木星のオーロラによる高層大気加熱に関する論文が
Nature誌に掲載

2021.8.5

当研究所の電磁波伝搬研究センター宇宙環境研究室の垰千尋テニュアトラック研究員が参加する国際共同研究グループ(筆頭著者:James O'Donoghue博士:JAXA宇宙科学研究所およびNASAゴダード宇宙飛行センター所属)は、木星極域のオーロラが全球的な大気加熱に影響していることをKeck望遠鏡による観測で捉えることに成功し、その成果がNature 2021年8月5日版に掲載された。同研究室から提供された宇宙天気情報(木星における太陽風変動)との比較によって、太陽風の大きな変動が木星に到達し、オーロラを介して木星の高層大気の全球的な温度上昇に大きく影響している様子が示唆された。
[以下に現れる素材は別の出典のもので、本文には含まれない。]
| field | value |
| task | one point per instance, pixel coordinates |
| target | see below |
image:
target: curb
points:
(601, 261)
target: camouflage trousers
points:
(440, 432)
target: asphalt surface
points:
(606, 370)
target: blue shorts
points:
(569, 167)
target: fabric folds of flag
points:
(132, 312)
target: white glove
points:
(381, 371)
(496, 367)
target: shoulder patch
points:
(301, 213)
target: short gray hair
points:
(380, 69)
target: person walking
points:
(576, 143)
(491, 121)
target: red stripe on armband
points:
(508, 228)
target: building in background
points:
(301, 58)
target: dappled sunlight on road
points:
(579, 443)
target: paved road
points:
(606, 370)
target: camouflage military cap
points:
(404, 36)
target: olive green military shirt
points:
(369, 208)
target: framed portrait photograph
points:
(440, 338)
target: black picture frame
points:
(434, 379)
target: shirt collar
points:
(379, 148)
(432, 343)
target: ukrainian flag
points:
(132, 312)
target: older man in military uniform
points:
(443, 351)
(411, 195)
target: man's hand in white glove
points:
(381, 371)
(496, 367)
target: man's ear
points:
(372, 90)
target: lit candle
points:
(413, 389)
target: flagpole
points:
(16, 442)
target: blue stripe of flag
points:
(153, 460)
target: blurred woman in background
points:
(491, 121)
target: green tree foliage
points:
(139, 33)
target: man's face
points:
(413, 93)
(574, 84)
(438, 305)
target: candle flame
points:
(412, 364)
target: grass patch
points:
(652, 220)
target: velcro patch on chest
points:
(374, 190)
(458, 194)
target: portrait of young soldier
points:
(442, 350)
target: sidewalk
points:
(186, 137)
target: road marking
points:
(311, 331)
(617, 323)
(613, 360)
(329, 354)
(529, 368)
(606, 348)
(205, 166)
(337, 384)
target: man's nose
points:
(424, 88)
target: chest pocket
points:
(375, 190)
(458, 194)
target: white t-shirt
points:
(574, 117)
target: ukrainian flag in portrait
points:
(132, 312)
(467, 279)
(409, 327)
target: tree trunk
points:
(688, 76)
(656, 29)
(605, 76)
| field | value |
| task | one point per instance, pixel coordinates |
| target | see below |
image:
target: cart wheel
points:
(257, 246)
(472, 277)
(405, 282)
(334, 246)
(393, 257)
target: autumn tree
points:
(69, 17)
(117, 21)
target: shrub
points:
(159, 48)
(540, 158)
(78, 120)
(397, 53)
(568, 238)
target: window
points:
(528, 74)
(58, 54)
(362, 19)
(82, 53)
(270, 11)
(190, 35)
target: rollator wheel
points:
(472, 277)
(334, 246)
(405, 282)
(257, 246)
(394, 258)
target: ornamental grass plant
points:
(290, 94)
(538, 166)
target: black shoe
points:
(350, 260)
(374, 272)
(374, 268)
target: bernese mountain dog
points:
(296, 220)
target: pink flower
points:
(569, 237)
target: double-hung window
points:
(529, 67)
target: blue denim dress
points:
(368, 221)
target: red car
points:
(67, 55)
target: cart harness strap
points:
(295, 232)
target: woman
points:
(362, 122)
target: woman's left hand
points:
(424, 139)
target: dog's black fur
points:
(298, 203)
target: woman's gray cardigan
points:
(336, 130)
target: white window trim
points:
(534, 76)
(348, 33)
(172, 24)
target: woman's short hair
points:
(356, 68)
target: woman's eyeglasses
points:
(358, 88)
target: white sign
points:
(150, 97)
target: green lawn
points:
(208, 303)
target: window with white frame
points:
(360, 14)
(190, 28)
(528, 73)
本研究では、同研究室が取り組む太陽風変動等の宇宙天気情報が惑星環境の理解に大きく貢献した。

雑誌名:
Nature
論文名:
“Global upper-atmospheric heating at Jupiter by the polar aurorae” (木星極域オーロラによる全球高層大気加熱)
著者名:
J. O’Donoghue1,2, L. Moore3, T. Bhakyapaibul3, H. Melin4, T. Stallard4, J. E. P. Connerney5,2, C. Tao6
著者所属:
1. 宇宙航空研究開発機構 宇宙科学研究所、2. NASA ゴダード宇宙飛行センター、3. 米国ボストン大学、4. 英国レスター大学、5. 米国宇宙研究コーポレーション、6. 情報通信研究機構
URL:
https://www.nature.com/articles/s41586-021-03706-w

【リンク】

Keck望遠鏡の近赤外分光装置によるH3+発光観測から得られた木星高層大気温度のコンター図

Keck望遠鏡の近赤外分光装置によるH3発光観測から得られた木星高層大気温度のコンター図[論文の図より]。
左側の2016年4月14日の結果は赤道域から、右側の2017年1月25日の結果は北極域から見た様子を示している。